Molly and Thomas Martens accused of delaying 911 call to 'get story together'

Closing arguments in trial of father and daughter accused of killing her husband Jason Corbett

Molly Martens Corbett and her father are charged with second-degree murder in connection with an incident in 2015. Photograph: Donnie Roberts/The Dispatch

Molly Martens Corbett and her father are charged with second-degree murder in connection with an incident in 2015. Photograph: Donnie Roberts/The Dispatch

 

A former FBI agent accused of the murder of his son-in-law, Limerick man Jason Corbett, in the US has been accused of giving evidence that was not credible.

Molly Martens Corbett (33), and her father, Thomas Martens (67), are charged with second-degree murder in connection with an incident in the early-morning hours of August 2nd, 2015, when Mr Corbett was found beaten to death inside his home in Wallburg, North Carolina.

They have both pleaded not guilty at Davidson County Court in Lexington, North Carolina, to murder, claiming self-defence and the defence of another.

Ms Martens chose not to testify in her defence on Monday.

A voluntary manslaughter charge was included as a lesser charge for the jury to consider on Monday. Jurors can now find the defendants guilty of manslaughter, even if the offence does not rise to the level of second-degree murder.

In his closing arguments, Davidson County Assistant District Attorney Greg Brown described Mr Corbett as the father of Jack and Sarah. He recounted the testimony of David Fritzsche, a neighbour who described himself as a friend of Mr Corbett’s.

Mr Brown also addressed the testimony of Karen Capps, the operator of the emergency 911 number who testified Mr Martens was not out of breath when on the phone following the killing. “He was not out of breath after a battle for his life and for the life of his daughter,” Mr Brown said.

He said the testimony Mr Martens gave was not credible, as the codefendant said he called 911 two minutes after Mr Corbett collapsed after being hit with a bat.

“Is the claim of self-defence even true?” Mr Brown asked.

He suggested financial gains, including the Corbetts’ unmortgaged home, as possible motive for Ms Martens to commit murder.

The prosecution argued the crime scene had been staged and that Mr Corbett had been left to die.

Mr Brown also accused the defendants of waiting to call 911, so “the FBI agent could get his story together and match wits with detectives”.

Mr Brown concluded his closing arguments on Monday afternoon.
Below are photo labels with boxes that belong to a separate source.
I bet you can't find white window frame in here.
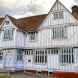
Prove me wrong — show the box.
[17,49,23,61]
[54,11,64,20]
[3,29,14,41]
[52,27,67,39]
[28,32,38,41]
[34,50,47,64]
[59,48,74,64]
[5,21,10,25]
[0,51,3,61]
The defence was expected to give its closing arguments later on Monday.

No admission of guilt

On Monday morning, Ms Martens had elected not to testify. The decision was made, she told the court, after careful consideration with her lawyers, Walter Holton and Cheryl Andrews.

In the United States, defendants maintain the right not to testify. It is not to be considered by jurors as an admission of guilt, Judge David Lee said, but rather an extension of the individual’s constitutional right to remain silent.

The proceedings followed testimony from Mr Martens, who chose last week to testify on his own behalf. After opting to take the stand, he was questioned about his relationship with Mr Corbett.

“Our relationship was as it had been for quite some time,” Mr Martens said. “We had made nice. We were superficially friendly.”

Mr Corbett and Mr Martens had planned to play golf the next day, Mr Martens testified.

Despite the alleged improvement in the relationship, Mr Brown alluded to other problems that existed between Ms Martens and her husband. Concern arose, the prosecutor said, over whether Mr Corbett would return with the children from Ireland after he was scheduled to go home for his father’s 80th birthday party.

Prosecutors also said a life insurance policy stood to pay out more than $600,000 in the death of Mr Corbett. Mr Martens said he was aware of the policy but did not recall the amount until last week.